Filename: 313-relay-ipv6-stats.txt
Title: Tor Relay IPv6 Statistics
Author: teor, Karsten Loesing, Nick Mathewson
Created: 10-February-2020
Status: Accepted
Ticket: #33159

0. Abstract

   We propose that:
     * tor relays should collect statistics on IPv6 connections, and
     * tor relays and bridges should collect statistics on consumed bandwidth.
   Like tor's existing connection and consumed bandwidth statistics, these new
   IPv6 statistics will be published in each relay's extra-info descriptor.

   We also plan to write a script that shows the number of relays in the
   consensus that support:
     * IPv6 extends, and
     * IPv6 client connections.
   This script will be used for medium-term monitoring, during the deployment
   of tor's IPv6 changes in 2020. (See [Proposal 311: Relay IPv6 Reachability]
   and [Proposal 312: Relay Auto IPv6 Address].)

1. Introduction

   Tor relays (and bridges) can accept IPv6 client connections via their
   ORPort.
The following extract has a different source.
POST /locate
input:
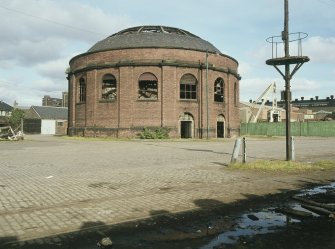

But current versions of tor need to have an explicitly configured
   IPv6 address (see [Proposal 312: Relay Auto IPv6 Address]), and they don't
   perform IPv6 reachability self-checks (see
   [Proposal 311: Relay IPv6 Reachability]).

   As we implement these new IPv6 features in tor, we want to monitor their
   impact on the IPv6 connections and bandwidth in the tor network.

   Tor developers also need to know how many relays support these new IPv6
   features, so they can test tor's IPv6 reachability checks. (In particular,
   see section 4.3.1 in [Proposal 311: Relay IPv6 Reachability]:  Refusing to
   Publish the Descriptor.)

2. Scope

   This proposal modifies Tor's behaviour as follows:

   Relays, bridges, and directory authorities collect statistics on:
     * IPv6 connections, and
     * IPv6 consumed bandwidth.
   The design of these statistics will be based on tor's existing connection
   and consumed bandwidth statistics.

   Tor's existing consumed bandwidth statistics truncate their totals to the
   nearest kilobyte. The existing connection statistics do not perform any
   binning.

   We do not proposed to add any extra noise or binning to these statistics.
   Instead, we expect to leave these changes until we have a consistent
   privacy-preserving statistics framwework for tor. As an example of this
   kind of framework, see
   [Proposal 288: Privacy-Preserving Stats with Privcount (Shamir version)].

   We avoid:
     * splitting connection statistics into clients and relays, and
     * collecting circuit statistics.
   These statistics are more sensitive, so we want to implement
   privacy-preserving statistics, before we consider adding them.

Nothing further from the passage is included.